= Dilys Price =

Welsh educator, parachutist, and model (1932–2020)

Dilys Price (3 June 1932 – 9 October 2020) was a Welsh educator, parachutist, and model who held the record for the oldest female solo parachute jump at the age of 80. She founded the charity Touch Trust to provide art and creative movement activities.

==Career==
Until retirement Price was a senior lecturer at the Cardiff College of Education. She specialised in the art of movement and dance and had been taught by Rudolph Laban. From the 1970s she had become involved in applying her knowledge to the education of children and adults with special needs.
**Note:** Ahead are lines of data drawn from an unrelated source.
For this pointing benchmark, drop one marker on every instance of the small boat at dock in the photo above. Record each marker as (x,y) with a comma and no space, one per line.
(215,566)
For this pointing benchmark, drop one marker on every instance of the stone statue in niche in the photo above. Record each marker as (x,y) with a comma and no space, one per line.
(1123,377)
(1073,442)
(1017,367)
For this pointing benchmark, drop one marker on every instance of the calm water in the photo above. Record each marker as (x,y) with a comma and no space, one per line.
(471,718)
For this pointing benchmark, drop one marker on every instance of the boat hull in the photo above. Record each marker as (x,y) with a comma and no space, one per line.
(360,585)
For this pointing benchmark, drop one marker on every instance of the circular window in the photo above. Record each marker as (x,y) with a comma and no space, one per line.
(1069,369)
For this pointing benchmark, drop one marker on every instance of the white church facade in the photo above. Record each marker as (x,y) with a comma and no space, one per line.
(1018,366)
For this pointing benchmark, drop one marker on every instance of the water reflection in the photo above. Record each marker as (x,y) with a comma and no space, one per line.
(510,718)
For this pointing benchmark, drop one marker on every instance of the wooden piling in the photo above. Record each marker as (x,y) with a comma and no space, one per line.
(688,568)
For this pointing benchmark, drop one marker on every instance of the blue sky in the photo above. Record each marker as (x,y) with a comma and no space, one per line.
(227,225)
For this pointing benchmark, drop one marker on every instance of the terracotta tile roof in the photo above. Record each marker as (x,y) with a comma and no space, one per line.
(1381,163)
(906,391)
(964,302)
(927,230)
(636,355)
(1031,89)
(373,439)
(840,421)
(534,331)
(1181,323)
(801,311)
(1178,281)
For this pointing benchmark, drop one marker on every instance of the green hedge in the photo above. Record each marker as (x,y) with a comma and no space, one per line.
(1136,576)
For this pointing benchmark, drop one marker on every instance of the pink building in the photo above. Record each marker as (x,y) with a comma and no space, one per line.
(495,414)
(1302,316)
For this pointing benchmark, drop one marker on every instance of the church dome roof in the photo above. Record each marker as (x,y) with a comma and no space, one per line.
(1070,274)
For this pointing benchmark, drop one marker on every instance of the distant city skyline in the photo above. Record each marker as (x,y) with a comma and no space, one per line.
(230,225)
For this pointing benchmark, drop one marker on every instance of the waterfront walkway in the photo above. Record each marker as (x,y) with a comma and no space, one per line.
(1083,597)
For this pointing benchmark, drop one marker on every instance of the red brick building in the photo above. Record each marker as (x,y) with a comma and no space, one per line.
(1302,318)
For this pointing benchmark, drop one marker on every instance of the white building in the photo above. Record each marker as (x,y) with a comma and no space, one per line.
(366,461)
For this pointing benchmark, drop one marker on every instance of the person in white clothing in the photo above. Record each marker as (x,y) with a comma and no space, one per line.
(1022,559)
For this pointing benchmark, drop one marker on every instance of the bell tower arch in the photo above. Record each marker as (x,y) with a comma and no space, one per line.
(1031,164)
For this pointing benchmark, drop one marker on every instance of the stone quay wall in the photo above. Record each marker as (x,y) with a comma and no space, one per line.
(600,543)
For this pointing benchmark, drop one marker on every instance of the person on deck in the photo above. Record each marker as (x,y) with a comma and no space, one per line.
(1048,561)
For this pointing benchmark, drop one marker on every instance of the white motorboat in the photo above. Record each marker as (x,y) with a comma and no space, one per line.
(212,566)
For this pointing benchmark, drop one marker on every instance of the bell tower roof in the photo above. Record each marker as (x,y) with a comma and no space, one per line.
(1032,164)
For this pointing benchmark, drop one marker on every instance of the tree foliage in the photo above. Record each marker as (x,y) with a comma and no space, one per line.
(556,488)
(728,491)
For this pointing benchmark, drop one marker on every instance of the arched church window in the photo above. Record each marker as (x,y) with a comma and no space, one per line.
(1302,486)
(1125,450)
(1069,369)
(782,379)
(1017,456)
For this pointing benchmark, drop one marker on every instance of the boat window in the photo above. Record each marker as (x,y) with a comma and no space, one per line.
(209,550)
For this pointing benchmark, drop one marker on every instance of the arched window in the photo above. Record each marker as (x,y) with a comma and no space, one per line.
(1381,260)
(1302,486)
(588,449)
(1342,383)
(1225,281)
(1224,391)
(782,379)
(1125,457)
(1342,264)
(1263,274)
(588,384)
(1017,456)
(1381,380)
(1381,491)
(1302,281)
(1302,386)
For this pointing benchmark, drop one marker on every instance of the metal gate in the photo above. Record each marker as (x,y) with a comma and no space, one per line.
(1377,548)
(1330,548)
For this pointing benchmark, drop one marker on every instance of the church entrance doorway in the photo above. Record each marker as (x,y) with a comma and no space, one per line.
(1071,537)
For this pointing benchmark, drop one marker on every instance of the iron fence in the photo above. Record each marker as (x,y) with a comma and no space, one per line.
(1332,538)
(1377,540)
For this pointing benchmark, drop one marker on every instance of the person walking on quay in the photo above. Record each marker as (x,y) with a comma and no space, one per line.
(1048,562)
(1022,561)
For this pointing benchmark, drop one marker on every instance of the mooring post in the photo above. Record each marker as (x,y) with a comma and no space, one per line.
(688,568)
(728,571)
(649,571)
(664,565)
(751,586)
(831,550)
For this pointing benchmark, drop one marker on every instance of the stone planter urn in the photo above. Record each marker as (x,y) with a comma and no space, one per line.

Her innovations led to a new major option course in Adaptive Physical Education for Special Needs in the Physical Education Department at her college in the 1980s. She was a member of the team that led to the opening of the Wales Sports Centre for the Disabled in the (now) Cardiff Metropolitan University in 1996.

Price founded the Touch Trust in 1996, which became a registered charity in 2000. The objective was movement education for people with autism, dementia and profound disabilities. She retired from any day-to-day role in the charity in 2015 but continued fundraising.
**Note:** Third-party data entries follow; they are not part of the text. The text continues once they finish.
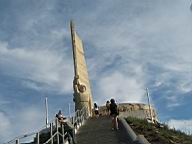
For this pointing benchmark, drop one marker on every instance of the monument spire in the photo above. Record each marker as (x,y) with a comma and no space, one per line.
(81,85)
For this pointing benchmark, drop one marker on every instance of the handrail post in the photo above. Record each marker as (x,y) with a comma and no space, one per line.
(17,141)
(63,133)
(57,128)
(51,132)
(37,136)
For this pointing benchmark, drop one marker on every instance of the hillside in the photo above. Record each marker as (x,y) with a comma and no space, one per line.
(158,135)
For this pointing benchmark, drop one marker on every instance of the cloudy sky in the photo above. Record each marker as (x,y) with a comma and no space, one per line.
(129,45)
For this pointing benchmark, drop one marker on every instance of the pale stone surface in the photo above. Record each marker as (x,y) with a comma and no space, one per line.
(82,90)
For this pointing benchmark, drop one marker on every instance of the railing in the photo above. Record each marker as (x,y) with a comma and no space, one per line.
(56,134)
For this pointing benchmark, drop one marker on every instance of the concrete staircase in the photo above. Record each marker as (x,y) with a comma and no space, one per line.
(98,131)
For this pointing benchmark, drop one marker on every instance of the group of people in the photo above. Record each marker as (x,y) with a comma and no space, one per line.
(112,110)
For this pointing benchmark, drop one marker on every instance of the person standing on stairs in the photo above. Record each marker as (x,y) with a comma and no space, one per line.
(114,113)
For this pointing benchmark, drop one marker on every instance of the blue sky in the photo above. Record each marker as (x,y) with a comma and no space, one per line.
(129,45)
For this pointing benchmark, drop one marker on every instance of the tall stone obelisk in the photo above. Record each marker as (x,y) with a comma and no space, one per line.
(82,90)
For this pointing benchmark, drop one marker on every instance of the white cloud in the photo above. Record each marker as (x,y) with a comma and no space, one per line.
(48,68)
(27,120)
(5,126)
(182,125)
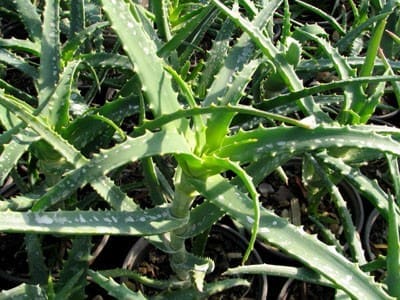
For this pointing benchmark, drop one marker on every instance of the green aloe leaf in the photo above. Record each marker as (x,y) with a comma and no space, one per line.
(141,50)
(250,145)
(140,222)
(29,16)
(24,292)
(119,291)
(294,240)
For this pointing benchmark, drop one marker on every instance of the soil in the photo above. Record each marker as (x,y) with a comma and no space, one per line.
(224,251)
(298,290)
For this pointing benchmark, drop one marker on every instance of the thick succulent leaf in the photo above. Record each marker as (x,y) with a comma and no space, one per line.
(24,292)
(250,145)
(77,262)
(18,62)
(50,66)
(277,58)
(132,149)
(103,185)
(140,222)
(368,188)
(29,16)
(294,240)
(119,291)
(13,151)
(141,51)
(20,45)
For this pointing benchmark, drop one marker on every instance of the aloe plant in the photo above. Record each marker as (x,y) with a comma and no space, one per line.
(210,118)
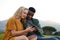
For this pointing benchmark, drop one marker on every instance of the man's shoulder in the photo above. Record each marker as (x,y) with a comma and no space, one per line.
(34,19)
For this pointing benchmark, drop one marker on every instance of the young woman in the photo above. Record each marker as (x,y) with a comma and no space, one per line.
(14,26)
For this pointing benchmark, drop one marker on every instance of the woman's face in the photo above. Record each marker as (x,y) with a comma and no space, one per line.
(24,14)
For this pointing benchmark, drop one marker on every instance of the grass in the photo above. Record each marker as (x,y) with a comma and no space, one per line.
(1,36)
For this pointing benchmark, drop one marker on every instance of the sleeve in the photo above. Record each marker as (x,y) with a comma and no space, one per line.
(11,25)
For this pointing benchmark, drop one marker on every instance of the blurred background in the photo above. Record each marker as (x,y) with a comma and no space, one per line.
(47,12)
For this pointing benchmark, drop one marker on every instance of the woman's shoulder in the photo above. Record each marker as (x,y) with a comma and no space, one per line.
(12,19)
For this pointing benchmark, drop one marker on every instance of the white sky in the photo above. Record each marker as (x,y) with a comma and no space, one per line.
(45,9)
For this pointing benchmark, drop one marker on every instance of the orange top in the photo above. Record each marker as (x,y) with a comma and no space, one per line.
(12,24)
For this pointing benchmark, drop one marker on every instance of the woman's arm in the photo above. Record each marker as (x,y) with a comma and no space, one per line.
(22,32)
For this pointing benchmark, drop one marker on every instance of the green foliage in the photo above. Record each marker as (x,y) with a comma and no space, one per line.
(1,36)
(50,28)
(57,33)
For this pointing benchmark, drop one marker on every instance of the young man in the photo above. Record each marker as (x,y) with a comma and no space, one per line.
(34,23)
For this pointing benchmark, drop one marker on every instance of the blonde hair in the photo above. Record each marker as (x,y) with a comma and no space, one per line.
(19,11)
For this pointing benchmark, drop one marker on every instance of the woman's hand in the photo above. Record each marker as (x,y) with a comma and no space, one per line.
(29,29)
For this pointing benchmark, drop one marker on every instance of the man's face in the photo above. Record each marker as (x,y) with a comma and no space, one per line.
(30,15)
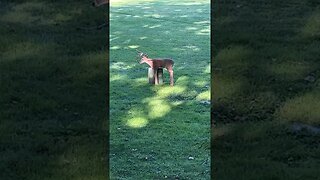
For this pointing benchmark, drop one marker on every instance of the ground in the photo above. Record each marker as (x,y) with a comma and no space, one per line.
(53,90)
(159,132)
(265,80)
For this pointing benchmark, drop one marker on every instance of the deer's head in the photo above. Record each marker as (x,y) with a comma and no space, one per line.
(142,56)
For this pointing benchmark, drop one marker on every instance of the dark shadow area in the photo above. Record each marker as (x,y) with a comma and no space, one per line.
(265,66)
(53,94)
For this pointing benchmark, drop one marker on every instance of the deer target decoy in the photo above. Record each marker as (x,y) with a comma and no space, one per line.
(156,64)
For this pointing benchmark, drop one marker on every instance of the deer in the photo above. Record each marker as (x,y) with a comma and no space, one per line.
(157,63)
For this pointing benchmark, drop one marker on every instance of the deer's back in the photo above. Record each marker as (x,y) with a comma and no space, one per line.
(163,62)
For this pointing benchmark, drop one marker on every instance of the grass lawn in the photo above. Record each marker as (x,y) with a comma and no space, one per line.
(159,132)
(53,93)
(266,71)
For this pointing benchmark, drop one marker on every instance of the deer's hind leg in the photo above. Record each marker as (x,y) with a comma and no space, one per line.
(171,76)
(156,80)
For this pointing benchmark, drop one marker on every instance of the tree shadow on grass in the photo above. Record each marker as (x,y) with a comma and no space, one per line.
(265,73)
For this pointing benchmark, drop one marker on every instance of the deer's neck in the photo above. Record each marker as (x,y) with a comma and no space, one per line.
(149,62)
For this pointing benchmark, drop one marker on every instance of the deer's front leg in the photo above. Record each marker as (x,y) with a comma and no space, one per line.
(156,76)
(171,77)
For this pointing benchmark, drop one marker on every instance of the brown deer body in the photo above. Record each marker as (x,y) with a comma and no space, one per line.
(157,63)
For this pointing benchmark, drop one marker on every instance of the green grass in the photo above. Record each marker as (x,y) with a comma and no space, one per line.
(155,131)
(52,76)
(263,52)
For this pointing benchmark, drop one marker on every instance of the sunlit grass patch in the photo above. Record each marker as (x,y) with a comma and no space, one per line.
(303,109)
(137,122)
(204,95)
(167,91)
(158,108)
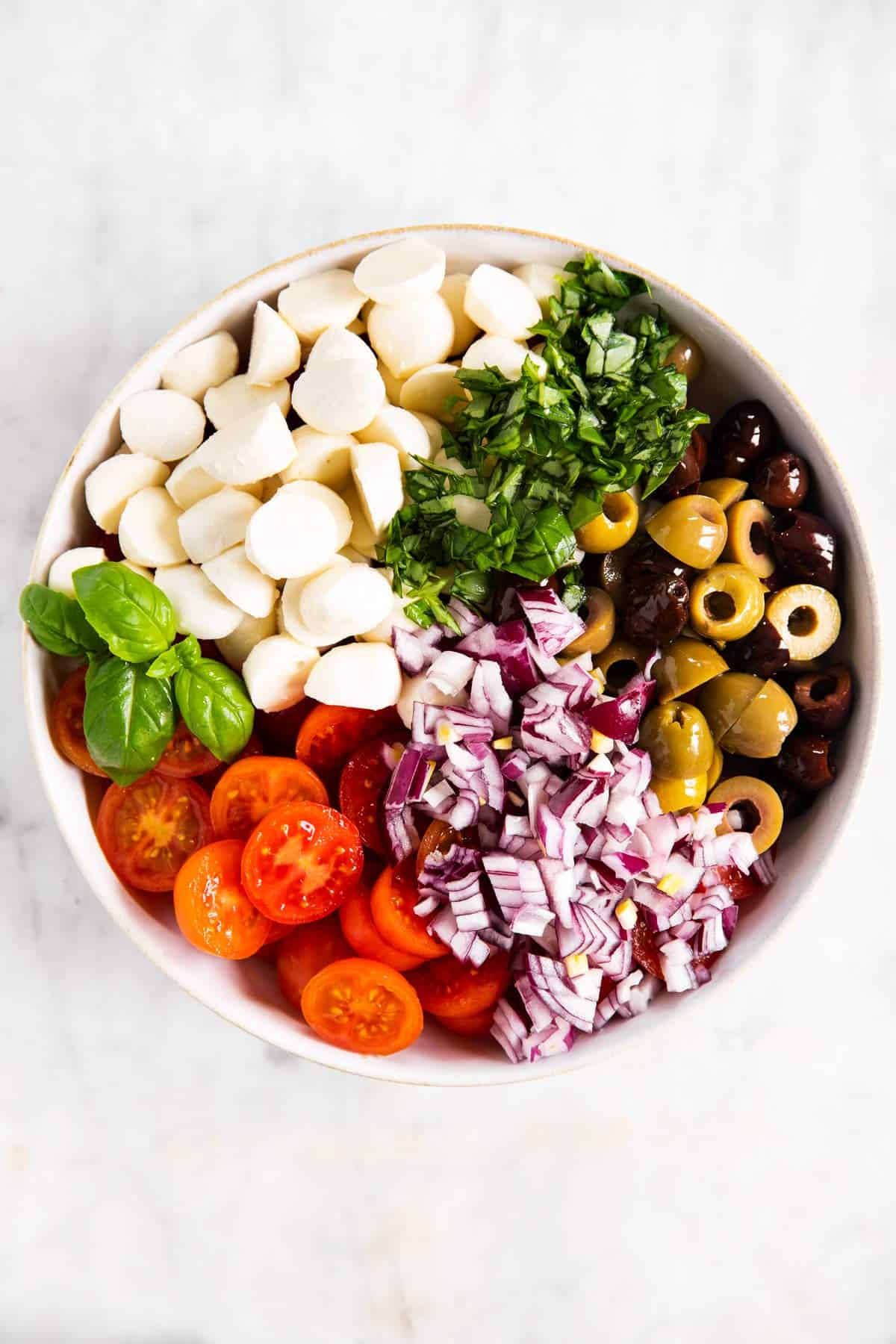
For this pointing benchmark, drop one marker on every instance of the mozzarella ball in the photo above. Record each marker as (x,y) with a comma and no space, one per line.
(276,351)
(206,363)
(401,273)
(500,302)
(161,423)
(316,302)
(276,672)
(339,396)
(148,530)
(363,676)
Price took up parachuting in 1986 and trained in the United States. She carried out more than 1,130 solo jumps around the globe. She specialised in the aesthetic maneuvers of freestyling and air acrobatics while falling. In 2000 she gained a silver medal at the British Parachute National competition for freestyle. She acquired the name "Daredevil Dilys". She made one jump from 28,000 ft which required an oxygen supply. On 13 April 2013 she carried out a parachute jump from Langar Airfield, Nottingham, UK, when she was 80 years and 315 days old which made her the oldest solo woman parachutist. This record still stood at the time of her death in 2020. After the 2013 jump, Price stopped doing solo jumps and sold her parachute when she was aged 86. Her parachute jumps raised thousands of pounds for charity. In 2017 she gave a TEDx talk in Cardiff about her parachuting.
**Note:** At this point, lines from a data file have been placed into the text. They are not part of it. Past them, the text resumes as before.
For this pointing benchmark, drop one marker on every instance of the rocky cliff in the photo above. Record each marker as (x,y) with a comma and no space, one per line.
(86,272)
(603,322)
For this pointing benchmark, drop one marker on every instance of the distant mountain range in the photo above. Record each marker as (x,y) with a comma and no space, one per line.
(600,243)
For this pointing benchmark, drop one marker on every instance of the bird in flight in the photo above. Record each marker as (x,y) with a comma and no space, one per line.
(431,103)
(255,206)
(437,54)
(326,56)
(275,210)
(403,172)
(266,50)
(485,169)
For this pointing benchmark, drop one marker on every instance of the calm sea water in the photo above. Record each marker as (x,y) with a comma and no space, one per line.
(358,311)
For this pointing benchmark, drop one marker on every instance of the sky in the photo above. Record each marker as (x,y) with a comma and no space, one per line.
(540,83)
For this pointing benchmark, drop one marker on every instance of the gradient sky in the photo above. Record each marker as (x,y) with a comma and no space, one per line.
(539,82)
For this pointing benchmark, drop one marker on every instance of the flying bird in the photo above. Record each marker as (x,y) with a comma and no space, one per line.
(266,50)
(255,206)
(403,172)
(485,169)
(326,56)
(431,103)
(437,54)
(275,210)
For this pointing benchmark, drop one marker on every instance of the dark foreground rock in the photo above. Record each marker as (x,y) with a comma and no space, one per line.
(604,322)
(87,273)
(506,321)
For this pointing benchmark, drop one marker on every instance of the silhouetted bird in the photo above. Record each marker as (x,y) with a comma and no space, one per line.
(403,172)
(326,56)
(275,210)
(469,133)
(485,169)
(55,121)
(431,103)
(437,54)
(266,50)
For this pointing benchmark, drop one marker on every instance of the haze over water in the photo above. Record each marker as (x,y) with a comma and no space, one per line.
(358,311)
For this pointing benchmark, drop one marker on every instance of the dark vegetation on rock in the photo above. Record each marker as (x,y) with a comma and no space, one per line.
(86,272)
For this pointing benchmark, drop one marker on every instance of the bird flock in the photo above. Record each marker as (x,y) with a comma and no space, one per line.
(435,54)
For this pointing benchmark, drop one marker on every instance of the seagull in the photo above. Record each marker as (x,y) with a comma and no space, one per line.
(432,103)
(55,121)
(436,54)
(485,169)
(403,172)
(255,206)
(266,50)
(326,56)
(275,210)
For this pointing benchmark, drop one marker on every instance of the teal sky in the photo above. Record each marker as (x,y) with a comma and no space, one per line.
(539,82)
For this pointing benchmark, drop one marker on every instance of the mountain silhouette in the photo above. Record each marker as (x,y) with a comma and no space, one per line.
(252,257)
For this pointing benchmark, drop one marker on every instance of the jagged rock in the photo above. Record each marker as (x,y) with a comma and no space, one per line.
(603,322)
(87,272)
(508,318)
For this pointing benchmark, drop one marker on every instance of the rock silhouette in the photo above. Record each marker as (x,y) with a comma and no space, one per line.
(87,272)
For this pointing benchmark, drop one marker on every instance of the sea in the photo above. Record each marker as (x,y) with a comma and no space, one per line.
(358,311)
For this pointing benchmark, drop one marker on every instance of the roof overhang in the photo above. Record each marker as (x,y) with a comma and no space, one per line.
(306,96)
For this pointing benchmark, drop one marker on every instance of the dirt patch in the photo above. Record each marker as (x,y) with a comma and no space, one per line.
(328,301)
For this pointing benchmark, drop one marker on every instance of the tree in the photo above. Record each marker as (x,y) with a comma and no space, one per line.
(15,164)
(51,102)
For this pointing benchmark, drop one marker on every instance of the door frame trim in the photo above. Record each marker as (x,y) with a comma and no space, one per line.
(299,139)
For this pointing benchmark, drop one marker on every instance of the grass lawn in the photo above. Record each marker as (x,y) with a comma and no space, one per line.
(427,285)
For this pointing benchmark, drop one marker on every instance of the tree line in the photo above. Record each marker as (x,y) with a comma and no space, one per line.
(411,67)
In 2018 Price acted as a model for the Helmut Lang fashion brand in its 'Women of Wales' autumn collection.

== Personal life ==
Price was born 3 June 1932. Price married, had a son and later divorced. She died in October 2020.

==Awards and honours==
Price was appointed an OBE in 2003 for services to people with special needs. In 2017 she was singled out for special recognition for her work at the Pride of Britain Awards. In 2018, she was included by Wales' Women's Equality Network among 50 living women who have influenced Welsh life. She was made an honorary fellow at University of Wales Trinity Saint David in July 2018 and also Cardiff Metropolitan University.